1年を振り返って、今年読んだ本、買った本について語るラジオを聞いていた。読書家であるらしいパーソナリティーが、「積ん読」になっている本の数をため息まじりに、少しばかり誇らしげにも聞こえる口調で語っている。

リスナーとしての私は、「積ん読」が誇らしいという感覚を公然と電波に流すのはちょっと変ではないかと直感した。

フードロスを放置できますか?

どういうことかと内省してみたら、こんな答えが浮かんできた。

たとえばBard によると、農林水産省と環境省が共同で推計している2023年度の日本のフードロスは、523万トンに及ぶらしい。

このうち家庭で発生するフードロスは、およそ244万トンで全体の46.7%を占める。また、食品関連事業者において発生するフードロスは、およそ279万トンで全体の53.3%を占めているらしい。
家庭で発生するフードロスの原因は、食材の買いすぎや食べ残し、賞味期限切れなどが主なものだという。事業系フードロスは、小売店や飲食店での売れ残りや食べ残し、規格外品などの発生などが主なものである

貧困、飢餓、不平等、気候変動、環境汚染など、地球規模の課題を解決し、誰ひとり取り残さない持続可能な世界を実現するための国際的な取り組みであるSDGs のことを考えれば、日本のフードロスはきわめて深刻な問題である。

このことに異論をさしはさむ人は、まずいないだろう。

ブックロスは放置してもいいですか?

よく似た構造が紙の本の流通にも見いだせる。

言わばブックロスである。

出版科学研究所の出版指標によれば、日本国内で年間6億冊ほどの一般書籍が紙媒体で流通していると推計できる。このうち売れ残って返本される本は、およそ35%に達する。おおよそ2億冊あまりが「書店→取次→出版社」という形で出版された時とは逆ルートで返本されるという。
もちろん、倉庫から再度出荷されるものもあるだろう。しかし、返本された本の大半は、断裁されて廃棄処分となることが知られている。出版指標のデータに基づけば、1年間に少なく見積もっても1億冊もの一般書籍が断裁されていることになる。
マンガや新聞や雑誌を入れたら、いったいどれだけの紙とインクが無駄になっているか。印刷機を回すためのランニングコストがかかっているのか。途方もないことである。

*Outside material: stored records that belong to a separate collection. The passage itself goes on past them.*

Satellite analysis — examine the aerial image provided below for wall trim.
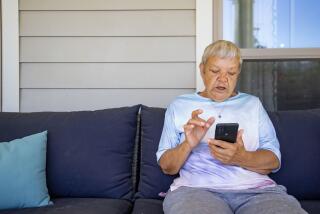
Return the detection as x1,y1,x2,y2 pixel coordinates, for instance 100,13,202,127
196,0,213,91
1,0,20,112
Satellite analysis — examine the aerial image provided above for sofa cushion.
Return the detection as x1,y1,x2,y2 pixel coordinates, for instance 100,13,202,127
300,200,320,214
132,199,163,214
270,109,320,200
0,198,132,214
0,106,140,199
136,106,176,199
0,131,50,209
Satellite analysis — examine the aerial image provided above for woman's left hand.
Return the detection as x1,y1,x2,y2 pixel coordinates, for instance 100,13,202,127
208,129,247,165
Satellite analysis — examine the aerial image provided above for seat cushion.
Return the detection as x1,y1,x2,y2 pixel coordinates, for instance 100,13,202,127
0,198,132,214
0,106,140,199
132,199,163,214
136,106,176,199
271,109,320,200
300,200,320,214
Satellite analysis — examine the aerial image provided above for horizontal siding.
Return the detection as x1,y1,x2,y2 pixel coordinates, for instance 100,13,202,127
19,0,196,10
19,0,196,112
20,89,194,112
20,10,195,36
20,37,195,62
20,63,195,88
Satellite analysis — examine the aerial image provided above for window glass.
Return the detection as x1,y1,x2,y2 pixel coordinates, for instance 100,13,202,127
238,59,320,111
223,0,320,48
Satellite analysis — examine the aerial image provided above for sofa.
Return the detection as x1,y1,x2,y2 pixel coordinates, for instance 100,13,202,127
0,105,320,214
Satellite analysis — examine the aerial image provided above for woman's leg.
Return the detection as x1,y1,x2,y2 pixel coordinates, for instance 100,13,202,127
163,187,233,214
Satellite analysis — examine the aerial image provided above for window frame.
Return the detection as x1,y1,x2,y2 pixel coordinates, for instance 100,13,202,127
196,0,320,91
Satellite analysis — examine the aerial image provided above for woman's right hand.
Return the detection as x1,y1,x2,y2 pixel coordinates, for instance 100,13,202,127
183,109,214,149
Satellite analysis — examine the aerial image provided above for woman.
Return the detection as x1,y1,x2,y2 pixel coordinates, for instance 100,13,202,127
157,40,306,214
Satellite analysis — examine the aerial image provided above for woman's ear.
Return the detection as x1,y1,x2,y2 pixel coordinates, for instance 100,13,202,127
199,63,205,79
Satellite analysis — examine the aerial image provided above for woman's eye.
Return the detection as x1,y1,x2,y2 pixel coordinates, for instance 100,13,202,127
210,69,219,73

そして、美味しそうだからと思わず買い過ぎて食べきれなかったものが無駄になる家庭で発生するフードロスに相当するのは、書店で見かけて思わず買い漁ってしまった本やネットで見かけて思わずクリックしてしまった本のうち、「積ん読」状態のまま放置され続けているものである。
時間をかけて「積ん読」状態から脱却するものもあるが、「読書家」を公言することが許されるぐらいに本を買い漁っていた私の経験から言うと、「積ん読」状態のまま書庫に死蔵されている紙の本はかなりある。
私の場合、この5年ほどはほとんど紙の本は買っていないが、それ以前のものだけでおそらく100冊は下らないだろう。

(長期間にわたる)「積ん読」は恥ずべき行為では?

必ずしも必需品ではないのに、何となく買ってしまう行為、購入欲、所有欲に基づく衝動的で過剰な購買行動は、SDGs的な価値観に反するはずである。
だとすれば「積ん読」は、それが「死蔵」という状態になるほど長期間に及んでいる段階でSDGs 的には恥ずべき行為であると言えなくもないのだ。

もちろん食品とは違って腐ることはないわけだし、ある程度の無駄は、バッファとして許容されるべきだとも言える。ただ、日本中で食べられることなく廃棄される食品の量を推計した時に浮かんでくるフードロスの量は、バッファとして許容されるレベルを超えている。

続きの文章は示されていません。